Uncatchable? Some thought so. Given the form the reigning King of MotoGP™ was showing and with the following two tracks coming in the form of Assen and Silverstone – both circuits he won at in 2021 – things were looking a tad grim for the chasing pack. Especially for Pecco, who had suffered his third DNF in four when he slipped out of second place at the Sachsenring. The Italian’s deficit sat at an uncomfortable 91 points. A mountain and then some to climb.
But an uncharacteristic “rookie” error from Quartararo in the Netherlands has blown the title race back open. Pecco is now a three time winner in 2022, like Quartararo and Enea Bastianini (Gresini Racing MotoGP™), but his four DNFs have so far hindered his Championship attack. But the fact is when Pecco has been on the podium, it’s been on the top step. If a bit of consistency can be found, there is no doubt Bagnaia has the pace to make life difficult for Quartararo and Espargaro in the upcoming races. Clawing back large hauls of points in the latter half of a campaign is something we’ve seen before from Pecco, too.
Espargaro’s historic Argentina victory remains his one and only win of his Grand Prix career, but that run of four consecutive P3s has kept him well in the hunt. If it weren’t for Quartararo taking Espargaro into the gravel with him at Assen's tight Turn 5 left-hander, the gap would be considerably smaller. But on the other side of the coin, that P15 to P4 recovery will have injected Espargaro and Aprilia with yet more confidence that they can turn up to any circuit in the world and be one of the quickest packages on the grid. If not the quickest.
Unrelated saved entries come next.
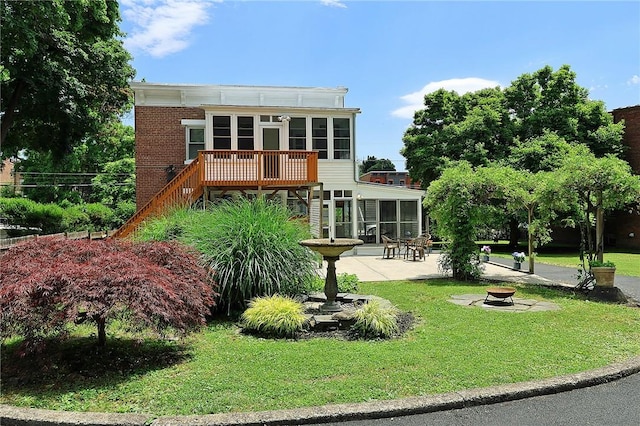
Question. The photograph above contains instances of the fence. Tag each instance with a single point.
(7, 243)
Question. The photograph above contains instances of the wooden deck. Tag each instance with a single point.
(229, 171)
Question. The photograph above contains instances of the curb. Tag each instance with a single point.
(14, 416)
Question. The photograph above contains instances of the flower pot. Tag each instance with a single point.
(604, 275)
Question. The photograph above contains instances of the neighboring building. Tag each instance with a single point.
(623, 228)
(295, 143)
(390, 178)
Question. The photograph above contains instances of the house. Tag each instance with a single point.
(295, 144)
(390, 178)
(623, 228)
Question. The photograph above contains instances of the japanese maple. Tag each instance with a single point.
(49, 282)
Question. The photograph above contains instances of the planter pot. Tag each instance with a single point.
(604, 275)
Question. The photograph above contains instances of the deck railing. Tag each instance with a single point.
(258, 168)
(228, 169)
(183, 190)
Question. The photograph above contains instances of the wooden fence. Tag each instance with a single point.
(7, 243)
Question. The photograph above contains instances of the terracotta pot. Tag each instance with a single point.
(604, 275)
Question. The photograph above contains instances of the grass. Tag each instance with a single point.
(221, 370)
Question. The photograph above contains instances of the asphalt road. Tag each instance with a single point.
(615, 403)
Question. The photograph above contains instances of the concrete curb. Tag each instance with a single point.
(10, 416)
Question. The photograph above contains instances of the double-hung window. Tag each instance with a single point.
(245, 134)
(319, 136)
(195, 141)
(298, 133)
(341, 139)
(221, 132)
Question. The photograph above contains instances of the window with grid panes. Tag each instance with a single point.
(221, 132)
(298, 133)
(245, 133)
(319, 137)
(341, 139)
(195, 142)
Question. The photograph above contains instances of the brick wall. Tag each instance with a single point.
(622, 224)
(160, 142)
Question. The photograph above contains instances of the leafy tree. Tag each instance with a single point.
(594, 185)
(116, 184)
(453, 201)
(47, 283)
(525, 125)
(474, 127)
(64, 72)
(71, 178)
(372, 163)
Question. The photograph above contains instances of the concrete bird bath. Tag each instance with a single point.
(331, 249)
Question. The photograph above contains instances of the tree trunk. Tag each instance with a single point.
(530, 242)
(599, 229)
(513, 233)
(102, 330)
(10, 110)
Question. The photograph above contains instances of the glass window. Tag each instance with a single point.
(388, 219)
(409, 219)
(298, 133)
(343, 219)
(195, 142)
(319, 138)
(341, 138)
(221, 132)
(245, 133)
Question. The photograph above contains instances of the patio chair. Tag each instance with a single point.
(416, 248)
(390, 247)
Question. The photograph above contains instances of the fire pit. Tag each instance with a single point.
(501, 293)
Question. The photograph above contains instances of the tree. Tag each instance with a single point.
(64, 72)
(48, 179)
(116, 184)
(595, 185)
(523, 120)
(452, 200)
(49, 282)
(372, 163)
(474, 127)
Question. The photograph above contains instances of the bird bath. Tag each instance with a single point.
(331, 249)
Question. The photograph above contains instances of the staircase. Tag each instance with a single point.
(182, 191)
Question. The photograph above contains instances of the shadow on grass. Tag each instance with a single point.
(78, 363)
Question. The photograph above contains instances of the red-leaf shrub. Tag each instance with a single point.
(49, 282)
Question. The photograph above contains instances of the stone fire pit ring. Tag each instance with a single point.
(501, 293)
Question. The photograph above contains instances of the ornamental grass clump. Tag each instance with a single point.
(375, 320)
(276, 315)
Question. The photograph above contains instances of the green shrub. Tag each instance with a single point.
(252, 247)
(374, 319)
(17, 211)
(347, 283)
(75, 219)
(274, 316)
(49, 218)
(100, 216)
(169, 226)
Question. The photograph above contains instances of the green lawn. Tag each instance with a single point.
(626, 263)
(220, 370)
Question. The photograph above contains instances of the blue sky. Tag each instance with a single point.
(387, 53)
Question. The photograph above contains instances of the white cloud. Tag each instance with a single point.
(415, 100)
(333, 3)
(162, 27)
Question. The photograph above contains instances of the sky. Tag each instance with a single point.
(389, 54)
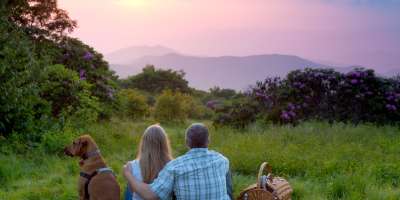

Confidence is racing through the Noale factory’s veins, especially now Maverick Viñales (Aprilia Racing) has claimed his first podium with the Italian outfit. Top Gun will be a crucial weapon in Espargaro’s arsenal in the next few months. And at this moment in time, Quartararo doesn’t have that with Franco Morbidelli (Monster Energy Yamaha MotoGP™) struggling for form.
Zarco’s name isn’t really being mentioned in the title race, despite the Frenchman sitting ahead of Pecco in the overall standings. The disappointing P13 in Assen came after a good run of results that saw him pick up three podiums in six races, but that illustrious maiden premier class win still eludes Zarco. Still, the number 5 shouldn’t be ruled out.
And then there’s another three time 2022 winner: Bastianini. It’s been a spikey campaign for the Italian sophomore, having finished a best of P8 in the races he hasn’t won. Bastianini remains a title contender, but like Pecco, consistency needs to be unearthed – and quickly – if Quartararo and Espargaro are going to be reeled in.
Heading into the final nine races of the campaign, the top five in the World Championship look like this:
1. Fabio Quartararo – 172 points (3 wins, 3 podiums)
2. Aleix Espargaro – 151 points (1 win, 4 podiums)
3. Johann Zarco – 114 points (0 wins, 4 podiums)
4. Francesco Bagnaia – 106 points (3 wins, 0 podiums)
5. Enea Bastianini – 105 points (3 wins, 0 podiums)
67 points splitting the top five, 225 points left on the table. The 2022 title race is on!